Multi-Task Weakly-Supervised Attention Network for Dementia Status Estimation With Structural MRI

2021 
Accurate prediction of clinical scores (of neuropsychological tests) based on noninvasive structural magnetic resonance imaging (MRI) helps understand the pathological stage of dementia (e.g., Alzheimer's disease (AD)) and forecast its progression. Existing machine/deep learning approaches typically preselect dementia-sensitive brain locations for MRI feature extraction and model construction, potentially leading to undesired heterogeneity between different stages and degraded prediction performance.
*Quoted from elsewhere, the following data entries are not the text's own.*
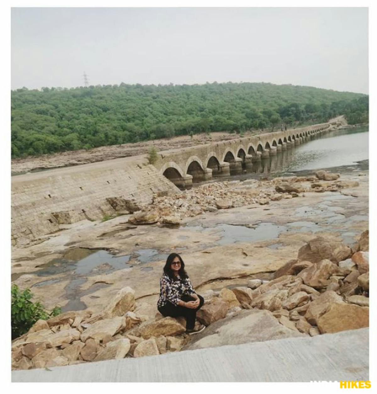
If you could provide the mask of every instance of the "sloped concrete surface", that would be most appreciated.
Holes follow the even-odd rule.
[[[45,369],[13,382],[308,382],[369,379],[369,329]]]

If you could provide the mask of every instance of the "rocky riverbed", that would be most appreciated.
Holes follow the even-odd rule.
[[[337,320],[344,314],[365,325],[368,175],[213,182],[156,195],[148,206],[119,201],[120,214],[110,220],[66,225],[41,243],[14,248],[13,282],[67,311],[14,342],[14,367],[219,346],[235,343],[235,330],[246,342],[357,328]],[[182,334],[184,322],[155,317],[159,279],[172,251],[205,296],[198,317],[208,327],[194,340]],[[256,329],[262,327],[268,329]],[[57,333],[66,339],[54,342]]]

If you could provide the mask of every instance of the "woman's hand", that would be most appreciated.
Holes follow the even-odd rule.
[[[187,302],[185,305],[186,308],[189,308],[190,309],[194,309],[196,308],[198,308],[199,306],[199,300],[196,300],[195,301],[189,301],[188,302]]]

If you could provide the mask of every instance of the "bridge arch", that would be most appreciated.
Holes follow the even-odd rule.
[[[176,163],[168,162],[165,163],[161,167],[160,172],[180,189],[185,188],[186,186],[185,177],[184,176],[182,169]]]
[[[253,156],[255,155],[255,149],[252,144],[249,144],[249,145],[248,146],[248,153]]]
[[[183,177],[183,171],[182,171],[182,169],[176,163],[175,163],[174,162],[168,162],[164,164],[160,169],[160,173],[162,174],[164,176],[166,177],[166,178],[168,178],[168,177],[166,177],[165,175],[165,173],[166,172],[167,170],[170,169],[175,170],[175,172],[173,172],[173,173],[176,173],[176,174],[177,173],[178,175],[180,177]],[[172,171],[170,172],[171,172]]]
[[[234,154],[231,149],[228,148],[224,153],[223,157],[223,162],[234,161],[234,159],[237,156]]]

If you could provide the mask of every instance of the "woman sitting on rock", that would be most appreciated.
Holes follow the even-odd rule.
[[[160,298],[157,303],[159,311],[163,316],[183,316],[186,320],[186,332],[195,334],[205,327],[195,324],[196,311],[204,303],[197,294],[186,271],[182,258],[176,253],[169,255],[164,267],[164,274],[160,279]]]

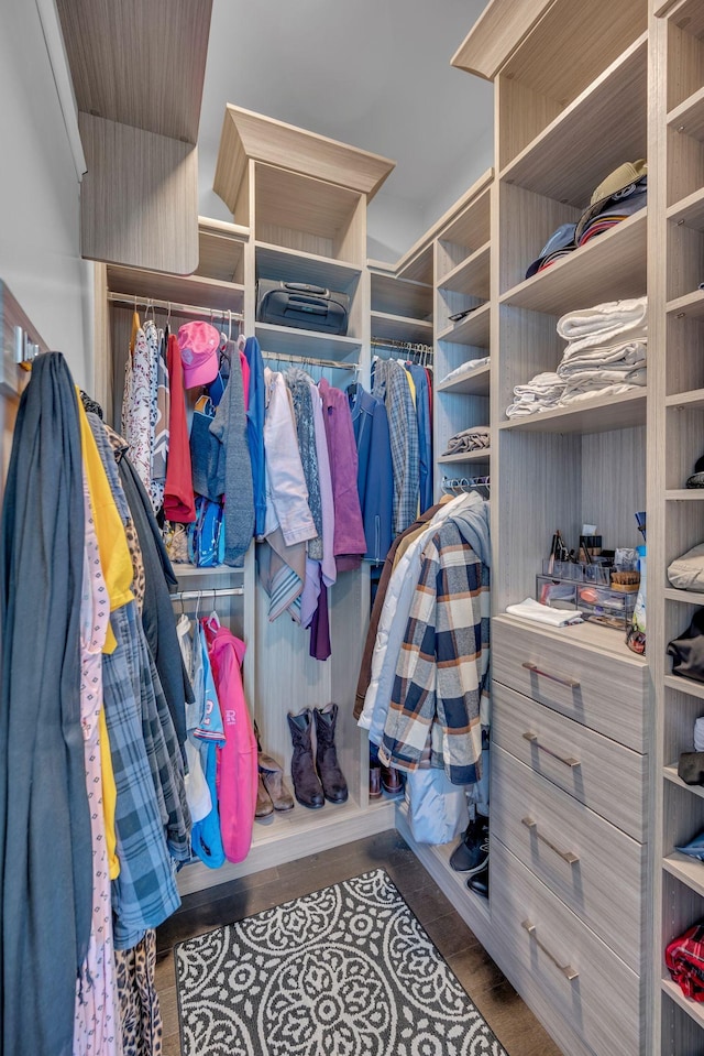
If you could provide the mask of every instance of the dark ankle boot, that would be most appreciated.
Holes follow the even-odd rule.
[[[294,783],[296,798],[301,806],[317,809],[324,806],[326,801],[312,763],[312,744],[310,743],[312,716],[310,708],[305,708],[298,715],[292,715],[289,711],[288,728],[294,743],[290,780]]]
[[[330,803],[344,803],[348,797],[348,783],[338,763],[334,747],[334,728],[338,721],[337,704],[324,708],[315,708],[316,717],[316,766],[322,784],[326,799]]]

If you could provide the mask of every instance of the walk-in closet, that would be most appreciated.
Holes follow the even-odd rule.
[[[234,7],[0,14],[0,1056],[700,1056],[704,0]]]

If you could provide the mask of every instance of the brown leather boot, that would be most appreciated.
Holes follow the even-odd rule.
[[[340,770],[338,751],[334,747],[338,706],[328,704],[324,708],[315,708],[314,715],[316,717],[316,766],[326,799],[330,803],[344,803],[348,797],[348,783]]]

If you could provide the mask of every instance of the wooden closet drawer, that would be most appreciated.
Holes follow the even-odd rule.
[[[496,681],[492,685],[492,743],[506,749],[635,840],[645,840],[647,755]]]
[[[492,928],[514,951],[518,992],[524,981],[537,986],[596,1056],[640,1056],[644,1001],[636,972],[501,840],[492,841],[490,891]]]
[[[502,840],[639,975],[646,847],[494,748],[492,840]]]
[[[614,650],[600,647],[605,634]],[[606,641],[609,641],[607,639]],[[568,628],[492,621],[492,676],[554,711],[646,751],[646,675],[640,657],[618,651],[618,632],[582,623]]]

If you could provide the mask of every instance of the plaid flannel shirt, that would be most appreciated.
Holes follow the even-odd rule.
[[[424,548],[382,762],[416,770],[436,723],[431,765],[442,766],[453,784],[479,781],[487,677],[488,570],[449,519]]]
[[[395,359],[374,364],[373,396],[384,401],[388,415],[394,470],[394,534],[400,535],[418,516],[420,448],[418,416],[406,371]]]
Besides, these methods usually rely on prior anatomical knowledge (e.g., brain atlas) and time-consuming nonlinear registration for the preselection of brain locations, thereby ignoring individual-specific structural changes during dementia progression because all subjects share the same preselected brain regions. In this article, we propose a multi-task weakly-supervised attention network (MWAN) for the joint regression of multiple clinical scores from baseline MRI scans. Three sequential components are included in MWAN: 1) a backbone fully convolutional network for extracting MRI features; 2) a weakly supervised dementia attention block for automatically identifying subject-specific discriminative brain locations; and 3) an attention-aware multitask regression block for jointly predicting multiple clinical scores. The proposed MWAN is an end-to-end and fully trainable deep learning model in which dementia-aware holistic feature learning and multitask regression model construction are integrated into a unified framework. Our MWAN method was evaluated on two public AD data sets for estimating clinical scores of mini-mental state examination (MMSE), clinical dementia rating sum of boxes (CDRSB), and AD assessment scale cognitive subscale (ADAS-Cog). Quantitative experimental results demonstrate that our method produces superior regression performance compared with state-of-the-art methods. Importantly, qualitative results indicate that the dementia-sensitive brain locations automatically identified by our MWAN method well retain individual specificities and are biologically meaningful.